3. See, for example, the sarcasm with which she refers to him – ‘the citizen from Geneva’ – in a text calling on women to rescue France. De Gouges quotes a passage from Rousseau’s 21st letter to Julie without disclosing its author, distancing herself from its position. See Olympe de Gouges, Écrits Politiques 1792–1793, Côté-femmes, Paris, 1993, p. 121.

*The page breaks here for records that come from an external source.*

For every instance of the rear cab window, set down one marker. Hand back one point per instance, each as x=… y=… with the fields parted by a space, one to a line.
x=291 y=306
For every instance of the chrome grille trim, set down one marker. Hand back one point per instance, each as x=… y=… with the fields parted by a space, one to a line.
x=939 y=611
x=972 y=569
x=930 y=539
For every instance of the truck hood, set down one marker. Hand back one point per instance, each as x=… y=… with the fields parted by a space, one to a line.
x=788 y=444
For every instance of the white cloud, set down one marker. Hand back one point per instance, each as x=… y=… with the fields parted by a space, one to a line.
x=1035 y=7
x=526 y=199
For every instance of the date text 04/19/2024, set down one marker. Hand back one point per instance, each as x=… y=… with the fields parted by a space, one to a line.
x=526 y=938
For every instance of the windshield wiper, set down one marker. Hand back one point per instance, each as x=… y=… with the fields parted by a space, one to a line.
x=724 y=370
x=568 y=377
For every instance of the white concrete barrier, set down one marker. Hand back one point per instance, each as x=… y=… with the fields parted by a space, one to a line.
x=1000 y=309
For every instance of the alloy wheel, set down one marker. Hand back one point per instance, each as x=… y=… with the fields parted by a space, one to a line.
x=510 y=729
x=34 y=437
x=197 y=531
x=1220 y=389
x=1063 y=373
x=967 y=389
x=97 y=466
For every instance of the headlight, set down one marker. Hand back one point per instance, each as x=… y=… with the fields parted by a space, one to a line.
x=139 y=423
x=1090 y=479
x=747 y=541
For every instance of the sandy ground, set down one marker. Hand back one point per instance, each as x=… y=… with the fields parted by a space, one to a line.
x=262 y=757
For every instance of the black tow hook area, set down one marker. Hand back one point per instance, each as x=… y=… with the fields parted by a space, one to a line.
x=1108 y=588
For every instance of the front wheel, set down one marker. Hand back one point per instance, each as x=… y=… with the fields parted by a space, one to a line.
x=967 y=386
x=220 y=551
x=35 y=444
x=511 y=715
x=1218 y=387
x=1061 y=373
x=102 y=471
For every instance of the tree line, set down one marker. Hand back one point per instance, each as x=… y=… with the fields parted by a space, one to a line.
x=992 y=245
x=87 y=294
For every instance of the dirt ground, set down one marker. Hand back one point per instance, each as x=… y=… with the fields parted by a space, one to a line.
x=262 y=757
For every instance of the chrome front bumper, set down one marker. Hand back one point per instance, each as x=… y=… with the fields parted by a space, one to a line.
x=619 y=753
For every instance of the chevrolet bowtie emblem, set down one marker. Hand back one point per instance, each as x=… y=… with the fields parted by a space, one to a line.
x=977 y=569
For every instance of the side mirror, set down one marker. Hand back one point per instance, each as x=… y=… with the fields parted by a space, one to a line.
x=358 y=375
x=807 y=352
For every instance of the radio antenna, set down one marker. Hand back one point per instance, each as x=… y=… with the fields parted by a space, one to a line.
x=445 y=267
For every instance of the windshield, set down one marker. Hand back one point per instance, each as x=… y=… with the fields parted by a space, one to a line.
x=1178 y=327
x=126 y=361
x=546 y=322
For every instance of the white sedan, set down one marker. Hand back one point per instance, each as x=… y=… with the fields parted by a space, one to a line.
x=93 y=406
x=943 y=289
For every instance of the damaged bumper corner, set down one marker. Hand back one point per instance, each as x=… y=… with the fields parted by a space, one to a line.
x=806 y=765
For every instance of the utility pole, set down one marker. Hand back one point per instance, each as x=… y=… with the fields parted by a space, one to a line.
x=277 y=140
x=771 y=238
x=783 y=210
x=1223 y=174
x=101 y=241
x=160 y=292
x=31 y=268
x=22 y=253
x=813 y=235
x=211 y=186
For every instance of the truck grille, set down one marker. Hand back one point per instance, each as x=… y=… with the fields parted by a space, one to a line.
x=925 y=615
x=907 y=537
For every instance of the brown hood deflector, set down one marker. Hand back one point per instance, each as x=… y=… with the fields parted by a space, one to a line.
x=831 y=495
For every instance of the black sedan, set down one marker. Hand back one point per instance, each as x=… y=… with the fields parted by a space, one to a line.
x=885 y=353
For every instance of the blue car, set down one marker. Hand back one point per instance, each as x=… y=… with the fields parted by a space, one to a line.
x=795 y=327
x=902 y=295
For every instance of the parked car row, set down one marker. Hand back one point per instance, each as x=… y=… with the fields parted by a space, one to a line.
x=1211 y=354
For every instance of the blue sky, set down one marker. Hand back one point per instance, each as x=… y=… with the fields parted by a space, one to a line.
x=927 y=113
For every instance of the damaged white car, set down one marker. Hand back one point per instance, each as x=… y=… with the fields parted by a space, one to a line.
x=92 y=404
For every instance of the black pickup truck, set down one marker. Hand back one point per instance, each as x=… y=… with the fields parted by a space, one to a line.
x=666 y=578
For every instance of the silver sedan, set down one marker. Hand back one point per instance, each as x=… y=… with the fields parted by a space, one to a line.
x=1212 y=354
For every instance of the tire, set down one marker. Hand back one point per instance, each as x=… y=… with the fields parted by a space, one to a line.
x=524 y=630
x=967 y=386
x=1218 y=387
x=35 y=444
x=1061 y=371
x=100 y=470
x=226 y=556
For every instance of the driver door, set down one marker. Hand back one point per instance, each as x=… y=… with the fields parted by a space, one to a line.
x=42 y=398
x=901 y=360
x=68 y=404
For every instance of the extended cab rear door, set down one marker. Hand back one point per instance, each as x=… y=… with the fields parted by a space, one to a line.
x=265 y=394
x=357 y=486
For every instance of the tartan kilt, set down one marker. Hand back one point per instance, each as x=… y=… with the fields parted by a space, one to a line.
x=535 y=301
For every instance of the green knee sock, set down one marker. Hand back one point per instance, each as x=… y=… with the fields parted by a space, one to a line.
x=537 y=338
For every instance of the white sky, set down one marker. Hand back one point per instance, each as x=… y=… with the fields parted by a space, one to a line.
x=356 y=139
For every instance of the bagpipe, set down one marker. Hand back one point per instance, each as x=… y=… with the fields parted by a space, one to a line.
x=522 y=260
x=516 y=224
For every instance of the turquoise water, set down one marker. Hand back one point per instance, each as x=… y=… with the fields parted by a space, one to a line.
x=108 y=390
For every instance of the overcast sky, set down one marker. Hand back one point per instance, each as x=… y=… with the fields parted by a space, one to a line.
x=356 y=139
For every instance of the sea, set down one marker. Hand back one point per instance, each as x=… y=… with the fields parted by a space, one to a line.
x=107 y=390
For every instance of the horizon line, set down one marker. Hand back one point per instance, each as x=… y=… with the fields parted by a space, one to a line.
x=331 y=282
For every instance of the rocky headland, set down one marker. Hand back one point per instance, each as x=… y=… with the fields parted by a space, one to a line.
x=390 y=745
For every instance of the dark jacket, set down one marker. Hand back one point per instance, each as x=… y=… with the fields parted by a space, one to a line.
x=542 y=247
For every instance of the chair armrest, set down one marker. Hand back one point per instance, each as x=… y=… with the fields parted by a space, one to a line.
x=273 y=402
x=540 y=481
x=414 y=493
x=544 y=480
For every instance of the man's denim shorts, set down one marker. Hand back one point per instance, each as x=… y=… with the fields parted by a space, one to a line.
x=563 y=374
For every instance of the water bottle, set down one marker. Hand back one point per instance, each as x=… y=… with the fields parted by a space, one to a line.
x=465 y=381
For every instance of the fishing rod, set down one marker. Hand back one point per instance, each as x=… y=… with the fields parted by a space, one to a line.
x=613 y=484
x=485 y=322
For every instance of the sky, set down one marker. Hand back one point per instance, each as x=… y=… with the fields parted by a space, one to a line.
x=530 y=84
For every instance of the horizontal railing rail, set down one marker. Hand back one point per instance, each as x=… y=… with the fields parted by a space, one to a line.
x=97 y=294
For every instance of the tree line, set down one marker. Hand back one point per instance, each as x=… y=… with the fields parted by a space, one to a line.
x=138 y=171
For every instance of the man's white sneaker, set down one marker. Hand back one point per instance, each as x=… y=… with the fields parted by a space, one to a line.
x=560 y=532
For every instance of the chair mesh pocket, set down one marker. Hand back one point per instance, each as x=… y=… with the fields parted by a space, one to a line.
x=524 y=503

4. The most radical stand of this type is taken by Erica Harth, who in the final chapter of her book thanks Daniel Morris for making her think about the limitations of de Gouges’s thought: ‘De Gouges’ feminism is defined by the boundaries of the philosophical discourse.’ Erica Harth, Cartesian Women: Versions and Subversions of Rational Discourse in the Old Regime, Cornell University Press, Ithaca NY, 1992, p. 233. Harth analyses the play The Slavery of the Blacks and the novel The Philosopher-Prince, presenting both as mainly conservative due to de Gouges’s understanding of nature, ‘which contradicts Rousseau’s depiction of initial equality in the second speech and illustrates his view of women’ (ibid.). In this article I propose a reading of these plays that is diametrically opposed to Harth’s. Contra Harth, see also Verdier, ‘From Reform to Revolutiom’, in which Verdier proposes the category of solidarity among women as a central motif for the interpretation of de Gouges’s plays. In an article on de Gouges’s rhetoric, Janie Vanpée stresses the importance of the immediate historical context in understanding her work and shows the degree to which de Gouges assumes that context to be shared by her audience. Vanpée proposes a fascinating analysis for understanding the rhetorical means employed by de Gouges to address her audience. Janie Vanpée, ‘Taking the Podium: Olympe de Gouges’s Revolutionary Discourse’, in Women Writers in Prerevolutionary France: Strategies of Emancipation, Garland Publishing, New York, 1997). However, this analysis is based on an assumption that I will seek to refute: the assumption that, in the absence of this context, the texts emerge as weak. This assumption pertains to a particular stratum of the text while disregarding the importance that de Gouges ascribed to the fact that her texts were meant to be read. In Vanpée’s work the criticisms of de Gouges’s capacities for writing and philosophizing are contradicted by the spellbinding manner in which she represents the author’s unique treatment of issues such as that of illegitimate children. See Janie Vanpée, ‘Revendication de la légitimité: les performances révolutionnaires d’Olympe de Gouges’, in Sexualité, mariage et famille au XVIII siècle, Les presses de l’université Laval, Quebec, 1988; Janie Vanpée, ‘Performing Justice: The Trials of Olympe de Gouges, Theater Journal 51, Johns Hopkins University Press, Baltimore MD 1999.

5. Olympe de Gouges, L’esclavage des noirs (1792), Côtéfemmes, Paris, 2006; Olympe de Gouges, L’esclavage des Nègres – version inédite du 28 décembre 1789, ed. S. Chalaye and J. Razgonnikoff, L’Harmattan, Paris, 2006.

6. Olympe de Gouges, Le Prince philosophe: conte oriental, 2 vols, Indigo and Côté-femmes, Paris, 1995.